University of California, Berkeley


Primary Section: 25, Plant Biology
Membership Type:
Member (elected 2016)

Biosketch

Krishna K. Niyogi is a plant and microbial biologist recognized for his research on regulation of photosynthesis. He is best known for pioneering genetic analysis of nonphotochemical quenching (NPQ) mechanisms that regulate light photosynthetic harvesting. Niyogi grew up in Oak Ridge, Tennessee, where his parents worked as biochemists at Oak Ridge National Laboratory. He received a BA in biology with honors from The Johns Hopkins University, an M.Phil. in biochemistry from the University of Cambridge, and a PhD in biology from MIT. He did postdoctoral research at the Carnegie Institution’s Department of Plant Biology at Stanford before joining the faculty at the University of California, Berkeley in 1997. He has received a Presidential Early Career Award for Scientists and Engineers, a Searle Scholar Award, the Melvin Calvin Award from the International Society of Photosynthesis Research, and the Charles Albert Shull Award and Fellow of ASPB Award from the American Society of Plant Biologists.
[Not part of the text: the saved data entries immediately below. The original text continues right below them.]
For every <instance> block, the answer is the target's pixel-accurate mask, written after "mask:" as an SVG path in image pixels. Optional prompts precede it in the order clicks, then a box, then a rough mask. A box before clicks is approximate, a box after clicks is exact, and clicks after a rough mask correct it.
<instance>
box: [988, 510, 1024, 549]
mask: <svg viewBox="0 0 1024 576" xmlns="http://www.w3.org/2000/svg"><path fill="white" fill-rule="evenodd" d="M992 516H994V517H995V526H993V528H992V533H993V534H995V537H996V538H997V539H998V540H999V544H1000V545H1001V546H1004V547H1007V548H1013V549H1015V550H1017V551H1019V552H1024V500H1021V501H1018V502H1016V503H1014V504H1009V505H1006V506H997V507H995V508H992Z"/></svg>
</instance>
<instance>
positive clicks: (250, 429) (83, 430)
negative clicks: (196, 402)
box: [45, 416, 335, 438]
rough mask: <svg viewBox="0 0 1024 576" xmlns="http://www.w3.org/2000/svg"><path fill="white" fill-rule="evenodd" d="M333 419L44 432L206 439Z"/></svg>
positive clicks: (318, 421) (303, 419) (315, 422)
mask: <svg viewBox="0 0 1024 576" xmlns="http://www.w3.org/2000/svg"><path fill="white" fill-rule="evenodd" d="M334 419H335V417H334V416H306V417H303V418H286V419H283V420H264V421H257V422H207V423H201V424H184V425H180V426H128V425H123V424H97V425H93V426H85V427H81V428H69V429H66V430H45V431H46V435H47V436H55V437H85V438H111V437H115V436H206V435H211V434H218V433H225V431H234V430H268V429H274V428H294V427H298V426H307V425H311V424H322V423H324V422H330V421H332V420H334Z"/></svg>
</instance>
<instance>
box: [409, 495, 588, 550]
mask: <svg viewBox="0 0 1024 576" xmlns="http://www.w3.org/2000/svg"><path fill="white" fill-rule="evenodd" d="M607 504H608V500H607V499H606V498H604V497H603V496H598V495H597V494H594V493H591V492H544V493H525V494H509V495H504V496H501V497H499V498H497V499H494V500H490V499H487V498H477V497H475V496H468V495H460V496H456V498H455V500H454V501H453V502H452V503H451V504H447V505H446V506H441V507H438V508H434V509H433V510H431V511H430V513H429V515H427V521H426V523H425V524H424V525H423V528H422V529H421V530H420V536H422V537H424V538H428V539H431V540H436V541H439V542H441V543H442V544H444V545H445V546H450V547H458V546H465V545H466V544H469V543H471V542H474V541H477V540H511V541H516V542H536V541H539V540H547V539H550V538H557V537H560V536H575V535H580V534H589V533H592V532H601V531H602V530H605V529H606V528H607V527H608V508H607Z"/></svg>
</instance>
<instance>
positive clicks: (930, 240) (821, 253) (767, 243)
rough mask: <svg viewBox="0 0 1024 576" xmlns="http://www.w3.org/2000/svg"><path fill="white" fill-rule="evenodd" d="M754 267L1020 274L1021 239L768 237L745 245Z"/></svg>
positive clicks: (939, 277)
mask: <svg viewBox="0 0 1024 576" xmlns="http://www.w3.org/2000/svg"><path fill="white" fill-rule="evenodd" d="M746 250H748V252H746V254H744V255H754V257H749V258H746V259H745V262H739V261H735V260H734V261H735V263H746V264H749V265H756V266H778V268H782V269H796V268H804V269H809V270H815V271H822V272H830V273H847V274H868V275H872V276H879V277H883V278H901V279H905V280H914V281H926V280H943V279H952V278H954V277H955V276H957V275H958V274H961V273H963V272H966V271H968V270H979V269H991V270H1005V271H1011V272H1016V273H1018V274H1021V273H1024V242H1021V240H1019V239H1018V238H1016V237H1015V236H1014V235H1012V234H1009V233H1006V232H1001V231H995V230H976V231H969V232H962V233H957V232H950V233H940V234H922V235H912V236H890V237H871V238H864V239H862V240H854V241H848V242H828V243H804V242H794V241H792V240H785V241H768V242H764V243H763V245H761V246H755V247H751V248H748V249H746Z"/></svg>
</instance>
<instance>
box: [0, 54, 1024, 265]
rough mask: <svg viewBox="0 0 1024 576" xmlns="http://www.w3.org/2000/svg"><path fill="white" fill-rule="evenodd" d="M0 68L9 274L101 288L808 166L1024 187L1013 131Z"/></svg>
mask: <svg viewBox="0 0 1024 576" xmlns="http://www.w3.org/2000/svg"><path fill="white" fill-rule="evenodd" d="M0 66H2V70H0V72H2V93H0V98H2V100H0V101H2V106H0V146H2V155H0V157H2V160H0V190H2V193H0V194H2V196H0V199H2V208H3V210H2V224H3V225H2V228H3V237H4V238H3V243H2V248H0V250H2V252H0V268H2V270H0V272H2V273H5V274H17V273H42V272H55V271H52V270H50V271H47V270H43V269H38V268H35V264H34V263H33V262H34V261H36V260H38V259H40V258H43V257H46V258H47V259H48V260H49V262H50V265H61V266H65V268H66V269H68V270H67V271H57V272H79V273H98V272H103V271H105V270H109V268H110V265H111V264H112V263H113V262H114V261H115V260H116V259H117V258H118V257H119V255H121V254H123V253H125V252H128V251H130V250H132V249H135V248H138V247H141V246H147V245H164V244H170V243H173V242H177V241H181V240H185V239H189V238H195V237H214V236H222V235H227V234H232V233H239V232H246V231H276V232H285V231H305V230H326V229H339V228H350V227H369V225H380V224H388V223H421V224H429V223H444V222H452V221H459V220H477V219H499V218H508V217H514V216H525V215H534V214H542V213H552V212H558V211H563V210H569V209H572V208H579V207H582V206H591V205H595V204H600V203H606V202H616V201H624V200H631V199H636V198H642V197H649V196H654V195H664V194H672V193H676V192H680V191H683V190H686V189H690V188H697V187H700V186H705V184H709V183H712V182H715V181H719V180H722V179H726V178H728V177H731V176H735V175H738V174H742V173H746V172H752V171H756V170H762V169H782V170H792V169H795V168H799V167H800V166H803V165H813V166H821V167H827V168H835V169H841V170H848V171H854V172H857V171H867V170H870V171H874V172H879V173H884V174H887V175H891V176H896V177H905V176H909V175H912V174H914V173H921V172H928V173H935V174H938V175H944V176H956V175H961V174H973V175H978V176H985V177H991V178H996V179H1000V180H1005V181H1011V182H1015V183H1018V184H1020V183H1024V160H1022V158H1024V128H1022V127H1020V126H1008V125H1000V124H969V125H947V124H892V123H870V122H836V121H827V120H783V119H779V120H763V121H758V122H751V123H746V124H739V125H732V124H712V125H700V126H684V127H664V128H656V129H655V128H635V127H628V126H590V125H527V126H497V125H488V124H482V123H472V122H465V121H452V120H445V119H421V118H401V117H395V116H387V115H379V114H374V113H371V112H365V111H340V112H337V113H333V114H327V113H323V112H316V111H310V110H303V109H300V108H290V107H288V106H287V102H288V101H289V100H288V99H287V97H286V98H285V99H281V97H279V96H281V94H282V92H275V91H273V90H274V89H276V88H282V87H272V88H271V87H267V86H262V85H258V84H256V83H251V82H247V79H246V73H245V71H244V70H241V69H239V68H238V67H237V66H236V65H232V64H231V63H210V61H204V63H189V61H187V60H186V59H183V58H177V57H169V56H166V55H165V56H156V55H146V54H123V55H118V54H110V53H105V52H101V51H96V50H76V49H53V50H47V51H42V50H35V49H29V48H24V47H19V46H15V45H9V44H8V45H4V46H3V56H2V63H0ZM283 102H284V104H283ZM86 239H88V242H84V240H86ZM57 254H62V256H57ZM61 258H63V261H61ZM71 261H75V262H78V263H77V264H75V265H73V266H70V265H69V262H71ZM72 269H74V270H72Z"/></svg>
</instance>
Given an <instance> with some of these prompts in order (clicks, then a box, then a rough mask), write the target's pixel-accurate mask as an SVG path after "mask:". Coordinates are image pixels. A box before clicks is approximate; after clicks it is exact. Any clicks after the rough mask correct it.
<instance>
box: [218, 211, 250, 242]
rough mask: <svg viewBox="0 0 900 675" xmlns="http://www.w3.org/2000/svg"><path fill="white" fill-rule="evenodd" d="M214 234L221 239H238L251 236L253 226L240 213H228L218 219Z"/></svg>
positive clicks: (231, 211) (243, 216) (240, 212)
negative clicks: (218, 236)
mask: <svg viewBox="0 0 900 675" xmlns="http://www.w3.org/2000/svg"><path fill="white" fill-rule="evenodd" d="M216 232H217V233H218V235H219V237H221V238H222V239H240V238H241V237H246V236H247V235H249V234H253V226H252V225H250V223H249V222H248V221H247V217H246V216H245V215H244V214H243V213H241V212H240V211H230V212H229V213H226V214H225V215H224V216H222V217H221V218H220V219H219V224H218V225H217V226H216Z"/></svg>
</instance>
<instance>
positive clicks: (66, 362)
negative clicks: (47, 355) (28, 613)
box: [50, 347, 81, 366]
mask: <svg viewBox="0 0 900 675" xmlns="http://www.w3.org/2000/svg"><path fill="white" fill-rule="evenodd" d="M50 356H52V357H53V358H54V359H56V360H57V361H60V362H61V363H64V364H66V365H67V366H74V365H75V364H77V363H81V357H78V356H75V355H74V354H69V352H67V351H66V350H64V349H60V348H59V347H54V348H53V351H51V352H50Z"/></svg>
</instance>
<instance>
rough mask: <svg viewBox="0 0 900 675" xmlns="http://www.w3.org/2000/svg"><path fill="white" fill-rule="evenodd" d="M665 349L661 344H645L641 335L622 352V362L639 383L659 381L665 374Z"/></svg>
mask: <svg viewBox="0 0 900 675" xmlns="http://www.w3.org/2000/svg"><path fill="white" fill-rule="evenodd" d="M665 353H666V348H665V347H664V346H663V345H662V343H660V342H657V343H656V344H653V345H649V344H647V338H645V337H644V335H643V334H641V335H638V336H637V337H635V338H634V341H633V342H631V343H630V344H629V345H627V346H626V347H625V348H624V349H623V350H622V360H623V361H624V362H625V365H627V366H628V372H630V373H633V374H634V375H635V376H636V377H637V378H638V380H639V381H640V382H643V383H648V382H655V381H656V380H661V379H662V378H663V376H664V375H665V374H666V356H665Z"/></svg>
He is a Howard Hughes Medical Institute-Gordon and Betty Moore Foundation investigator and a faculty scientist at Lawrence Berkeley National Laboratory.

Research Interests

Krishna K. Niyogi’s laboratory studies how photosynthetic energy conversion works, how it is regulated, and how it might be improved to help meet the world’s needs for food and fuel. They use a wide array of experimental organisms and interdisciplinary approaches to investigate fundamental questions about assembly, regulation, and dynamics of photosynthesis. Current areas of interest include the biosynthesis and function of photosynthetic pigments, assembly of photosynthetic reaction centers, structure and dynamics of the photosynthetic membrane, mechanisms involved in sensing excess light, and regulation of photosynthetic light harvesting in saturating light. By comparing how photosynthesis works in diverse organisms, they hope to uncover general design principles of natural photosynthesis as well as unique adaptations to different environments.